In [13]:
# Import necessary libraries
import pytorch_lightning as pl
import torch
from torch.utils.data import Dataset, DataLoader
import torch.nn as nn
from sklearn.model_selection import train_test_split
from pytorch_lightning.loggers import TensorBoardLogger
from pytorch_lightning.callbacks import ModelCheckpoint, EarlyStopping
import torchmetrics
import torch.optim as optim
import pickle


%matplotlib inline

In [14]:
# Open the file in read mode
with open('sequences.pkl', 'rb') as file:
    # Load the list of tuples from the file
    sequences = pickle.load(file)
sequences[0][0]

Unnamed: 0,TimeStamp,X_gaze,Y_gaze,Pupil radius,DVA
11917214,2794,520.933333,404.400000,5230.0,5.843608
11917215,2796,521.466667,405.466667,5229.0,5.820253
11917216,2798,524.400000,408.200000,5229.0,5.726847
11917217,2800,529.466667,412.466667,5228.0,5.570816
11917218,2802,535.200000,416.266667,5227.0,5.405634
...,...,...,...,...,...
11918089,4544,335.533333,265.200000,4910.0,11.442557
11918090,4546,335.733333,265.000000,4916.0,11.441182
11918091,4548,336.800000,265.000000,4921.0,11.419551
11918092,4550,336.933333,264.933333,4919.0,11.417745


In [15]:
train_seq, test_seq = train_test_split(sequences, random_state=420, test_size=0.2)
len(train_seq), len(test_seq)

(3964, 991)

Dataset

In [16]:
class EyeTrackingDataset(Dataset):

    def __init__(self, sequences):
        self.sequences = sequences

    def __len__(self):
        return len(self.sequences)

    def __getitem__(self, idx):
        sequence, label = self.sequences[idx]
        return dict(
            sequences=torch.Tensor(sequence.to_numpy()),
            label=torch.tensor(label).long()
        )

In [17]:
class EyeTrackingDataModule(pl.LightningDataModule):

    def __init__(self, train_sequence, test_sequence, batch_size):
        super().__init__()
        self.train_sequence = train_sequence
        self.test_sequence = test_sequence
        self.batch_size = batch_size

    def setup(self, stage=None):
        self.train_sequence = EyeTrackingDataset(self.train_sequence)
        self.test_sequence = EyeTrackingDataset(self.test_sequence)

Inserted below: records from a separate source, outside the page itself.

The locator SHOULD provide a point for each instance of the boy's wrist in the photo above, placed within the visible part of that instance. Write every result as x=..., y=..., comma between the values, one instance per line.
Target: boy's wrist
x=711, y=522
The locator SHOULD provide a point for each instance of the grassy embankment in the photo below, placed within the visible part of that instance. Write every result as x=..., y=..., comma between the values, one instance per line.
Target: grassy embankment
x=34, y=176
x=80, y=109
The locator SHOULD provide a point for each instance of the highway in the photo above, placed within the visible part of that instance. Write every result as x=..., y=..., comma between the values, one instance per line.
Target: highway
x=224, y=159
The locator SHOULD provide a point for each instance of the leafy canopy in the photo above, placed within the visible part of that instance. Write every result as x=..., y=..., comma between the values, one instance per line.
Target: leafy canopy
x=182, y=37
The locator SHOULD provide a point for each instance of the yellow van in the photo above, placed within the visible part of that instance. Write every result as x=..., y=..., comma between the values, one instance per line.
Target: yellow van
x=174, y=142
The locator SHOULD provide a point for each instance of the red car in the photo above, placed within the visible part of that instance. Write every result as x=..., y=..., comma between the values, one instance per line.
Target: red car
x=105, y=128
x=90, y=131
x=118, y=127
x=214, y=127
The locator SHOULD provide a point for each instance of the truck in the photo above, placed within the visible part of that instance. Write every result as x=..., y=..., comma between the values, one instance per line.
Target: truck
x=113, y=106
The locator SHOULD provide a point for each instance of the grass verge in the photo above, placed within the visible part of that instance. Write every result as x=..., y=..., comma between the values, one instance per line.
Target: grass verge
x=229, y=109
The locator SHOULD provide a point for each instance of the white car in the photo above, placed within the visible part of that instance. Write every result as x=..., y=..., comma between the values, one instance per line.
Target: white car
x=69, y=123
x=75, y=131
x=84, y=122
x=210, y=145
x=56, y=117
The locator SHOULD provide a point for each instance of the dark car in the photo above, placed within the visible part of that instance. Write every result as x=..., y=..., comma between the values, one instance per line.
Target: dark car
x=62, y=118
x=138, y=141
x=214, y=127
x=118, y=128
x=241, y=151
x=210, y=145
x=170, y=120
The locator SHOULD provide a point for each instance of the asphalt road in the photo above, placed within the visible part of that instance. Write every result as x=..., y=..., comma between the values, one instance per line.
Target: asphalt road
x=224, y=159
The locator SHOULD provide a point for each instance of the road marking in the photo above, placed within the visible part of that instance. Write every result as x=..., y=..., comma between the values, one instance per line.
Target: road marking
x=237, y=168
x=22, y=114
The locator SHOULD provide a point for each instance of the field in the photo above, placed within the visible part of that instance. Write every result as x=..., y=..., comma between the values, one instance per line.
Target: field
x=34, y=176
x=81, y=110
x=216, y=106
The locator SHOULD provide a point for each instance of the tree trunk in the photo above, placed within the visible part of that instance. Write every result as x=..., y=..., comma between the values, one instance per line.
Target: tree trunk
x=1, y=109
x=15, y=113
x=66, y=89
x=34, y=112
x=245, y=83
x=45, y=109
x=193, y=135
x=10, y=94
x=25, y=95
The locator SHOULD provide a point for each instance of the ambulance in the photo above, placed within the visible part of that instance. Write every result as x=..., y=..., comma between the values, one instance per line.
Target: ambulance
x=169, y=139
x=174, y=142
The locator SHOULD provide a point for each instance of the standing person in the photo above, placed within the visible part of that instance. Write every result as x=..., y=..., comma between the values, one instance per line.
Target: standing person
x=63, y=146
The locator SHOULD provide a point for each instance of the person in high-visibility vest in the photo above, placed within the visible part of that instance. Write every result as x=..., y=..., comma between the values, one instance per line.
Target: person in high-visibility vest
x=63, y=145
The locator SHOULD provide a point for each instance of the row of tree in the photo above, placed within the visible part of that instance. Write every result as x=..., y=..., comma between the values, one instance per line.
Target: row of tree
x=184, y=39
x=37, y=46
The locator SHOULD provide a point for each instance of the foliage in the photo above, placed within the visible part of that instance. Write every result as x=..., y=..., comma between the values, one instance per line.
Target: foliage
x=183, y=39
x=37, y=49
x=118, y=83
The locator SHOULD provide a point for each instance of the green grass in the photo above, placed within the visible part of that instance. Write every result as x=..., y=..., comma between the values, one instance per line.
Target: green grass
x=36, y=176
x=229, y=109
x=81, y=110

    def train_dataloader(self):
        return DataLoader(self.train_sequence, batch_size=self.batch_size, shuffle=True)

    def val_dataloader(self):
        return DataLoader(self.test_sequence, batch_size=self.batch_size, shuffle=False)

    def test_dataloader(self):
        return DataLoader(self.test_sequence, batch_size=self.batch_size, shuffle=False)

In [18]:
N_EPOCHS = 250
BATCH_SIZE = 64 # ?

data_module = EyeTrackingDataModule(train_seq, test_seq, BATCH_SIZE)

Model

In [19]:
class SequenceModel(nn.Module):

    def __init__(self, n_features, n_classes, n_hidden=256, n_layers=3):
        super().__init__()

        self.n_hidden = n_hidden

        self.lstm = nn.LSTM(
            input_size=n_features,
            hidden_size=n_hidden,
            num_layers=n_layers,
            batch_first=True,
            dropout=0.75
        )

        self.classifier = nn.Linear(n_hidden, n_classes)

    def forward(self, x):
        self.lstm.flatten_parameters()
        _, (hidden, _) = self.lstm(x)

        out = hidden[-1]
        return self.classifier(out)

In [20]:
class EyeTrackingPredictor(pl.LightningModule):

    def __init__(self, n_features:int, n_classes:int):
        super().__init__()
        self.model = SequenceModel(n_features, n_classes)
        self.criterion = nn.CrossEntropyLoss()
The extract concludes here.